Posted by Victoria S Dennis on October 16, 2006

In Reply to: Put through your paces posted by Smokey Stover on October 16, 2006

: : : : whrere did the phrase "to be put through your paces"(I.E He really put me through my paces) come form?

: : : From horse training.
: : : SS

: : By the way, here's some information on pacers and trotters from the Kentucky Horse Park site.

: : The Difference Between a Trotter and Pacer

: : A trotter moves its legs diagonally, right front and left hind, then left front and right hind striking the ground simutaneously. A pacer moves its legs laterally, right front and right hind, then left front and left hind striking the ground simultaneously.
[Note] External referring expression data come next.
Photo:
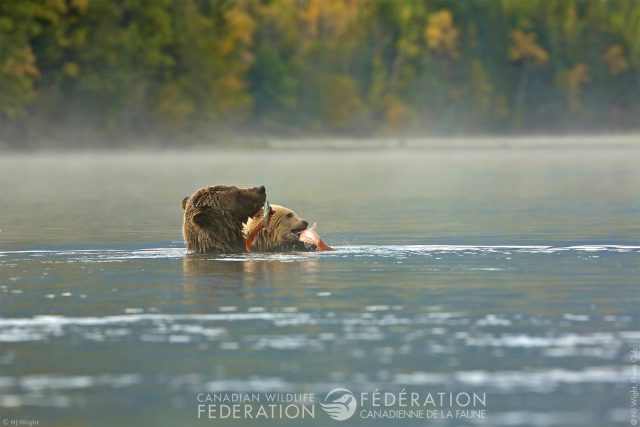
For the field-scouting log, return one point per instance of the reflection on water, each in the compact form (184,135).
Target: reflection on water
(510,275)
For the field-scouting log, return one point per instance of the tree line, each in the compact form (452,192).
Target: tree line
(323,67)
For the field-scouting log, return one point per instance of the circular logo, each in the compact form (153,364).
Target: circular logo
(340,404)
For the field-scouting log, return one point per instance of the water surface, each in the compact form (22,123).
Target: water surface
(512,273)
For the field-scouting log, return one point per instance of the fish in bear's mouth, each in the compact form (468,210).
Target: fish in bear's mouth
(295,232)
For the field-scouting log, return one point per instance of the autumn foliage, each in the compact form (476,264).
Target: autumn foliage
(292,67)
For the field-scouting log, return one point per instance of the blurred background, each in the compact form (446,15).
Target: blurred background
(85,73)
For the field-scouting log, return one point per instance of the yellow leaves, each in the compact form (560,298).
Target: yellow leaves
(242,26)
(615,58)
(329,17)
(442,35)
(525,48)
(80,5)
(22,64)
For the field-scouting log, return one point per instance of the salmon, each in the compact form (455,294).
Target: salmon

: Quite so. The natural or riding gaits of horses include the trot, the walk, the canter and the gallop. Other gaits in which some horses are trained are the pace, the rack and the fox trot. The Encyclopedia Britannica Online is very good on horses, and one article has an animated graphic in which the motion of horses in six gaits is interestingly demonstrated. (See the article on "horsemanship." For more gaits, see "Dressage.")
: SS

To be nit-picking (and where can we nitpick if not on this forum?) it's not so much from horse training as horse buying. If you are thinking of
buying a horse, you want to put it through its paces first - that is, to ride it at the walk, trot, canter and gallop (and the rack and the
pace, if it is being advertised as a fancy-gaited horse) to check that it moves easily at all these gaits and is comfortable to ride at all of them. If not, you don't buy it. This is the origin of the figurative use of the phrase: if you "put someone through their paces", you make them demonstrate their competence, or show you what they can do.